Even if there are some very good reasons SodaStream should be able to keep on climbing higher from here, it remains a very tenuous situation, and here are three good reasons its stock might fall further still.
1. Water really is a saturated market.
The change from a do-it-yourself soda company to a sparkling water provider is a change in business rife with challenges. While soda consumption volumes are plunging, a case hasn't been made that helping people make carbonated water at home is much of a growth industry. Despite CO2 cartridges being SodaStream's biggest seller, it's really bottled water that's the exciting opportunity, a market the beverage maker isn't entering.
According to the International Bottled Water Association, bottled water consumption grew to 34 gallons per person in the U.S. last year, a 7% increase over 2013. In comparison, SodaStream's CO2 canisters grew just 4% in the first quarter, down from 17% in the fourth quarter, and well below the 22% growth achieved in the year-ago period. They were up 16% for all of 2014, suggesting a major slowdown is occurring.
While SodaStream achieved 6 million canister refill sales for the first time ever in the quarter, which convinces management there's still a viable business opportunity, the impact from the change in business model could result in it never recording the same kind of growth investors became accustomed to.
2. The competition gets cold beverages right.
While SodaStream employees were probably high-fiving the seemingly botched rollout of Keurig Green Mountain's (UNKNOWN:GMCR.DL) new cold beverage machine -- everything from a delayed debut on retail shelves to a very high price point -- there's still the chance its rival read the market right, and sales take off.
But even if they didn't, they're correctable mistakes, as prices can be lowered, subsidies extended, and tapping into its existing retail distribution network ratcheted up. The coffee maker's partner, Coca-Cola (NYSE:KO), is a veritable powerhouse when it comes to getting product onto store shelves.
Because SodaStream International's own new products won't be hitting the market till later this year, it only has a very small window of opportunity to make a splash, and it has to time it perfectly. Any hiccups could set it back, and its biggest, newest competitor could steal away its share.

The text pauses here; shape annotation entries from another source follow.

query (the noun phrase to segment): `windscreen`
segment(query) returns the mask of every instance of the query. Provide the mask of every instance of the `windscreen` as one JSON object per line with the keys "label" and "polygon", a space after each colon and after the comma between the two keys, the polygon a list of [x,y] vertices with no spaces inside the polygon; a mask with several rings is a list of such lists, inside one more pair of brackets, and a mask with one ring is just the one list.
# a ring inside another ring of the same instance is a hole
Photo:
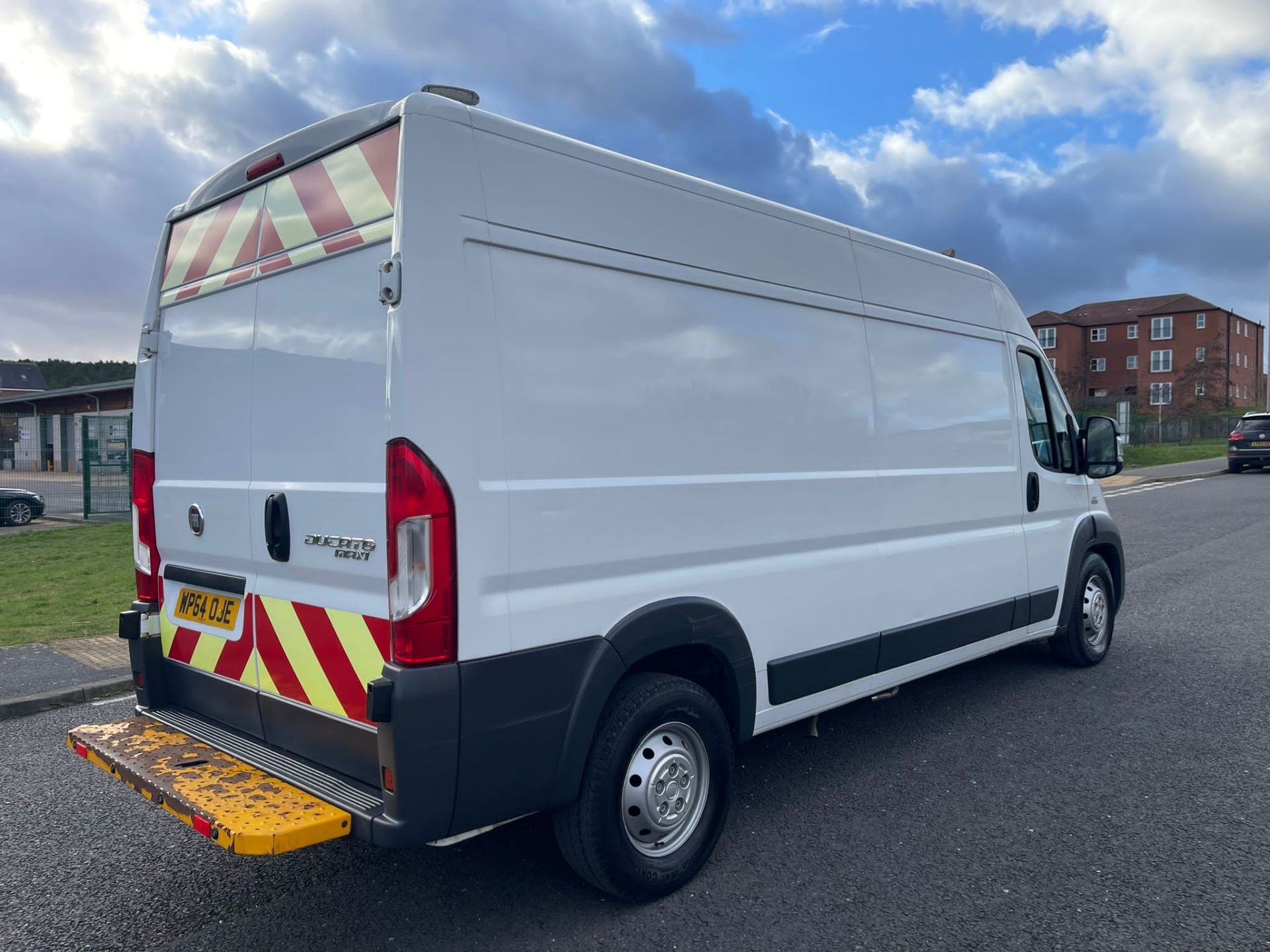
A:
{"label": "windscreen", "polygon": [[394,124],[178,221],[160,305],[390,235],[399,136]]}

3. Those new products fail to catch on.
A good part of the dramatic fall off in SodaStream's sales on everything from flavors to new units was due to its lack of spending any money on marketing as it awaits its new product introductions (it's also the reason it was able to report a profit in the U.S. last quarter). But new flavors are expected by the third quarter, and its new flagship sparkling water machines won't be in all major markets till the end of the year. In the meantime, retailers are left selling down their existing inventory.
That might open up shelf space for the new units, but there's no guarantee they will catch on. Like Keurig saw when it introduced its Keurig 2.0 coffee machine and consumer reception to the new appliance fall flat, there are many variables and risks facing SodaStream as it counts on its new units to restore health to its business.

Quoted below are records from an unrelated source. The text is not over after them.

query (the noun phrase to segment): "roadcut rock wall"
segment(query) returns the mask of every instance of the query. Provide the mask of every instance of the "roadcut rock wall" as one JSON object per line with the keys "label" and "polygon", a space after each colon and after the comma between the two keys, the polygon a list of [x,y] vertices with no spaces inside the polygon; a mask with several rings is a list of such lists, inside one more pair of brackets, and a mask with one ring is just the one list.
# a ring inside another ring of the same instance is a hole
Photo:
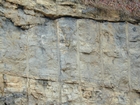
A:
{"label": "roadcut rock wall", "polygon": [[140,105],[139,19],[118,14],[0,0],[0,105]]}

Although I rather like its new adult beverage machine, the Mix (certainly more so than I'm enamored with its change to a fizzy water company), even these robotic bartenders appear to be a limited-market opportunity. Just how many people will opt for a machine to mix their drinks for them when they can easily do it themselves?
What it means for investors
After being counted down and out earlier this year, SodaStream International showed great tenacity in being able to bounce back. Now it's more of a waiting game. Investors have to bide their time till all the new products to come to market to see if consumers respond in the way management envisions.
Meanwhile, investors will probably find SodaStream's stock trading sideways until then, but watch as it burns through its cash. Although it has often recorded GAAP profits, its free cash flow, or the money the beverage maker has left over after paying for capital expenditures on buildings or equipment, has been negative. Businesses can only go so long running a deficit like that, and Soda Stream has been doing so for years.
Coupled with the risks to its business model, it's hard to recommend SodaStream International's stock, even at these depressed levels. Until it proves it can make the change in direction work, this company leaves me feeling flat.